Quick recap of my reading so far:
The Last Exodus by Paul Tassi 
One star, did not finish
So this one I read in December of 2022 but I'm including it because Paul Tassi (a prominent video game journalist for Forbes) is my nemesis and his book is bad. I fully admit I gave this a try because I was curious about how Tassi handled long-form fiction -- I didn't go into it quite as a hate-read because I was genuinely curious but, yeah. Book bad. You could tell it's written by someone whose only experience with firearms is from video games (I'm not saying you can't write about guns unless you've fired a real one but like, literally take two minutes to look at a YouTube video and your gunplay won't come across as juvenile and wrong) and it almost immediately does the "I am a grizzled white man protagonist who is a thinly-veiled idealistic self-insert of the writer and I do not have a moral compass unless a woman forces me to" and I yawnnnnnnnnnn
(this one is actually another testament to why I don't want to do public-facing reviews/star ratings, because I initially gave this book two stars on Goodreads to be polite but, naw dog, it's bad)

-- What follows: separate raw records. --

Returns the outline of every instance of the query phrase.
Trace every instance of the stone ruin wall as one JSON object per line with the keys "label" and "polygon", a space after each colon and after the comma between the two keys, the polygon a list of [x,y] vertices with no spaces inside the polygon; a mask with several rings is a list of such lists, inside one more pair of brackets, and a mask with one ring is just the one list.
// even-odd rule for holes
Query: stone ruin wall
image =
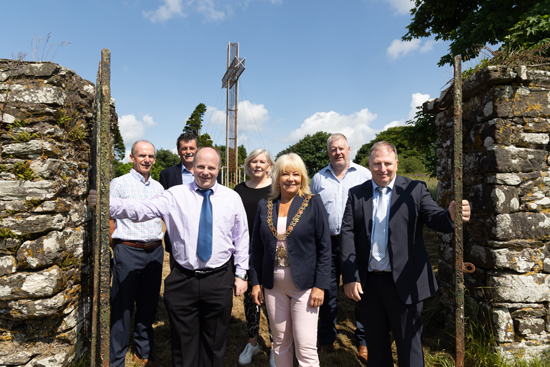
{"label": "stone ruin wall", "polygon": [[0,366],[89,350],[94,99],[65,67],[0,60]]}
{"label": "stone ruin wall", "polygon": [[[452,90],[424,110],[437,113],[437,196],[447,207],[454,195]],[[540,355],[550,350],[550,72],[489,66],[467,79],[463,141],[464,199],[472,206],[464,261],[476,266],[465,274],[466,303],[492,324],[504,355]],[[449,320],[453,238],[442,236],[439,248]]]}

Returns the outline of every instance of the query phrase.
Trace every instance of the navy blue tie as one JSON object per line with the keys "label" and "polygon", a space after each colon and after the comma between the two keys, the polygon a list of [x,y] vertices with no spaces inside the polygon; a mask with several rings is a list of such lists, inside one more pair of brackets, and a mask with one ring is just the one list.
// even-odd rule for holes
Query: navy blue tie
{"label": "navy blue tie", "polygon": [[197,241],[197,256],[202,261],[207,261],[212,256],[212,204],[210,194],[212,190],[198,190],[204,199],[202,200],[201,217],[199,221],[199,239]]}

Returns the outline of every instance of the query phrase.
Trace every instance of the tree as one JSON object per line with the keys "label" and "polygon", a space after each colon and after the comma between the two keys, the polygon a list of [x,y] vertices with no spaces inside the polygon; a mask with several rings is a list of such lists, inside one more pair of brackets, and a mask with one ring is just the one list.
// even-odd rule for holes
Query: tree
{"label": "tree", "polygon": [[404,41],[435,36],[451,41],[450,54],[439,65],[453,64],[453,56],[475,58],[486,45],[532,47],[549,40],[550,4],[541,0],[415,0]]}
{"label": "tree", "polygon": [[422,164],[426,166],[430,176],[435,177],[437,169],[437,129],[435,126],[435,115],[425,114],[422,107],[417,107],[418,111],[412,120],[407,121],[407,127],[404,131],[408,141],[413,142],[415,150],[421,157]]}
{"label": "tree", "polygon": [[277,154],[277,158],[287,153],[296,153],[304,161],[309,177],[319,172],[330,163],[327,155],[327,140],[330,133],[319,131],[306,135],[296,144],[289,146]]}
{"label": "tree", "polygon": [[199,145],[201,147],[211,147],[213,145],[212,138],[208,133],[201,134],[202,129],[202,118],[206,113],[206,105],[204,103],[199,103],[195,110],[189,116],[185,122],[185,127],[183,128],[184,133],[193,133],[199,139]]}
{"label": "tree", "polygon": [[[151,177],[158,181],[160,176],[160,171],[174,164],[181,162],[180,157],[177,154],[172,153],[168,149],[160,148],[155,153],[155,164],[151,168]],[[113,176],[120,177],[130,172],[132,169],[132,162],[122,163],[117,160],[113,162]]]}
{"label": "tree", "polygon": [[[220,152],[222,157],[222,167],[225,166],[225,145],[214,145],[214,149],[217,149]],[[239,157],[237,158],[237,165],[240,167],[244,164],[244,161],[248,154],[246,153],[246,148],[244,145],[239,145]]]}
{"label": "tree", "polygon": [[122,139],[122,135],[120,134],[120,129],[118,128],[118,124],[113,124],[113,141],[115,144],[115,159],[121,161],[124,159],[124,156],[126,155],[126,147],[124,146],[124,140]]}
{"label": "tree", "polygon": [[168,168],[180,162],[181,162],[180,157],[177,154],[172,153],[168,149],[160,148],[157,150],[155,165]]}

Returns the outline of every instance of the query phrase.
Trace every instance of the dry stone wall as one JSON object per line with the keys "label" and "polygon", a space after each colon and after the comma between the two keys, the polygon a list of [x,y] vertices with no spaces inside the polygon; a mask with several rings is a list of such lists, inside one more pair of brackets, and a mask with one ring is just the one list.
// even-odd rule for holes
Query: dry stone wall
{"label": "dry stone wall", "polygon": [[60,65],[0,60],[0,366],[87,349],[94,94]]}
{"label": "dry stone wall", "polygon": [[[438,201],[453,197],[452,90],[426,102],[438,130]],[[467,295],[492,325],[505,355],[550,349],[550,72],[489,66],[463,86]],[[447,107],[446,107],[447,106]],[[452,235],[442,236],[439,274],[452,315]]]}

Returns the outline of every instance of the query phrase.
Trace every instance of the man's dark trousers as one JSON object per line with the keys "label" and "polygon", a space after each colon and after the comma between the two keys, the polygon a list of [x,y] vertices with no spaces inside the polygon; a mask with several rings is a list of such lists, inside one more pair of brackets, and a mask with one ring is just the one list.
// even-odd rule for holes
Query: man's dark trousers
{"label": "man's dark trousers", "polygon": [[111,288],[111,366],[123,366],[130,339],[130,319],[134,317],[136,354],[150,359],[153,350],[153,322],[162,280],[163,247],[152,251],[117,244],[114,248]]}
{"label": "man's dark trousers", "polygon": [[223,367],[235,275],[230,260],[197,274],[178,263],[164,280],[174,367]]}
{"label": "man's dark trousers", "polygon": [[[330,269],[330,288],[325,290],[325,300],[319,308],[319,327],[317,340],[319,345],[332,345],[336,341],[336,321],[338,316],[338,288],[340,285],[340,237],[330,236],[332,242],[332,264]],[[355,304],[355,340],[359,345],[367,345],[361,322],[359,305]]]}
{"label": "man's dark trousers", "polygon": [[390,272],[369,272],[362,287],[361,301],[357,304],[369,348],[367,366],[393,367],[390,330],[397,346],[399,367],[424,366],[423,302],[405,304]]}

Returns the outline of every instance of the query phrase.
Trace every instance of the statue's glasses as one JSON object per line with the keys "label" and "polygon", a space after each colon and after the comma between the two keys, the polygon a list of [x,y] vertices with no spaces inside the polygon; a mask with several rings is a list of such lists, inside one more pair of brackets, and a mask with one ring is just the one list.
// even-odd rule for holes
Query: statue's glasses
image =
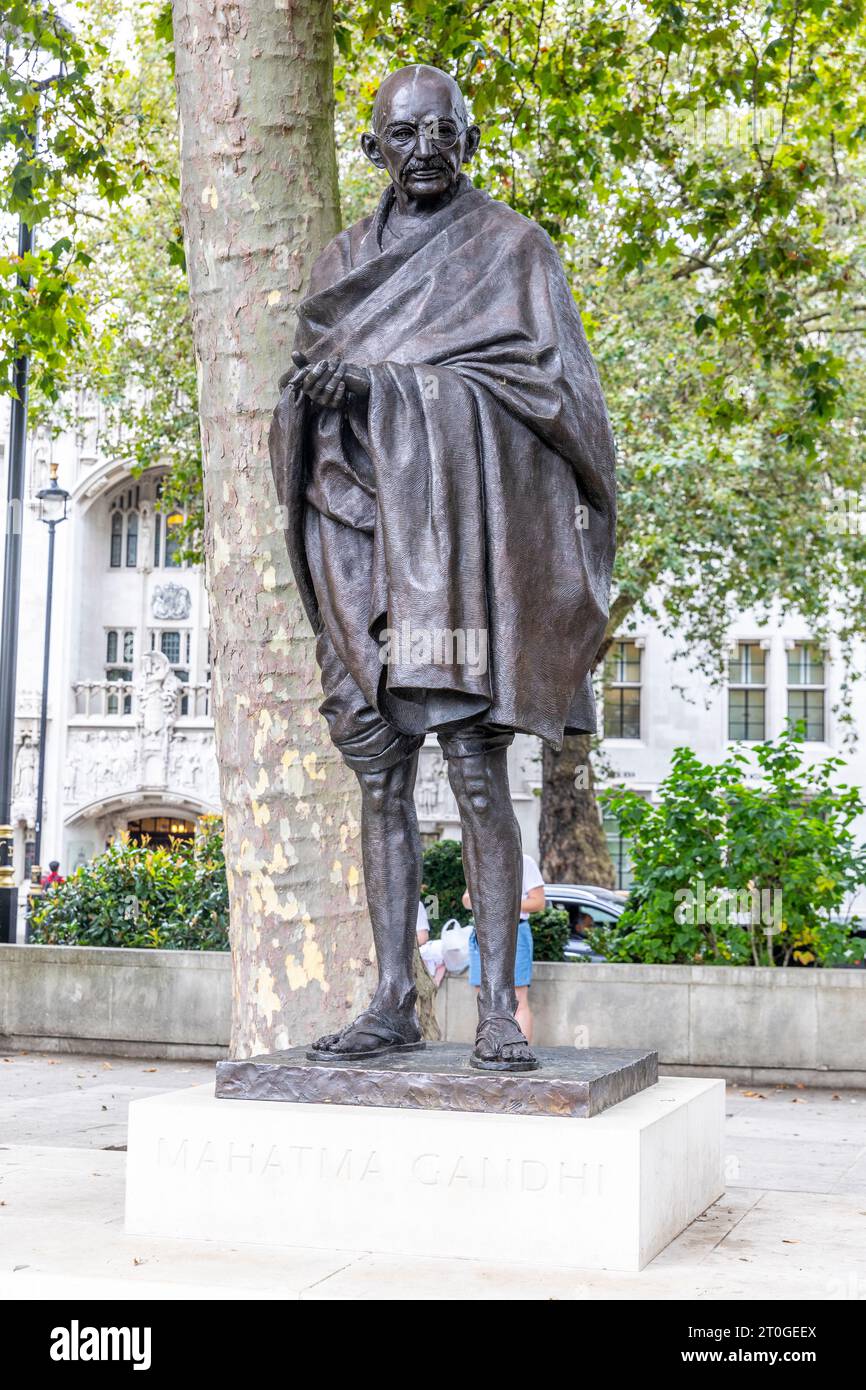
{"label": "statue's glasses", "polygon": [[394,145],[398,150],[413,149],[422,134],[427,136],[437,150],[453,150],[465,129],[465,125],[458,125],[456,121],[449,120],[420,121],[417,125],[412,121],[395,121],[393,125],[386,126],[377,134],[380,139],[387,140],[389,145]]}

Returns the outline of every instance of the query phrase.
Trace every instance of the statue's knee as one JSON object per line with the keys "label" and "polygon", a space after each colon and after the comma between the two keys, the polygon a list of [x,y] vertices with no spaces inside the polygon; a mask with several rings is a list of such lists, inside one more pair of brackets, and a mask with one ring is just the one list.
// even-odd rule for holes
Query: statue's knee
{"label": "statue's knee", "polygon": [[405,763],[381,772],[359,772],[364,808],[376,814],[412,802],[412,779]]}
{"label": "statue's knee", "polygon": [[451,790],[461,811],[483,818],[495,807],[490,773],[474,758],[454,758],[448,764]]}

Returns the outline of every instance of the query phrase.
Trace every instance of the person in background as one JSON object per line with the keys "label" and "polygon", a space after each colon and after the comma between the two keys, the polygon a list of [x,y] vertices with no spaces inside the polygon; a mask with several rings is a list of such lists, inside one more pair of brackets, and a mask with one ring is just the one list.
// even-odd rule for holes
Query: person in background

Kushiel's Dart by Jacqueline Carey 


Confused stars but probably three of them
This was a Sophie recommendation and is her favorite book! I have complicated feelings about it, but the writing style was beautiful and I loved the world and I loved how much of Sophie you can see in all of the themes and tropes.
Vampire Hunter D by Hideyuki Kikuchi 




Five stars I don't even care
I've actually read a good chunk of the Vampire Hunter D books before (this is the first one in a long series) and I'm re-reading them with the intent to finish the whole series. They're bad! I love them! I think the phrase has fallen out of style but D is definitely what I would've called a "Mary Sue" back in the day; he is so beautiful he flusters men and women both, he has essentially all the strengths of a vampire and minimal to no weaknesses, he's (spoiler tagging in case anyone cares)
basically the son of Dracula (who in this universe is the most powerful vampire to ever exist) and Mina Harker
and of course to top it all off he's incredibly noble and kind. If he has a flaw it's that sometimes his vampire nature causes him to lust for blood but even that's presented in a way that's obviously supposed to be hot versus actually horrific. The world is a sci-fi post-apocalypse where humanity has gone back to the feudal era but still has most of their old technology, so it's like laser guns and mechanical horses but also giant castles and swords. The entire book is narrated in a weird style that probably has a fancy and official name but I'd describe it as an omniscient narrator who doesn't know the characters' inner thoughts at all, so it's narrating via their actions as if the book were a dramatic stage play.
I eat all that shit up, I won't lie.
That's it so far! Like I said, not prolific, but I'm chugging along and it's nice to be reading again. (And Kushiel's Dart did slow me down, it was over 900 pages!) It's also very much a thing that the more I do it the more I make time for it, so I'm already digging into the next VHD book.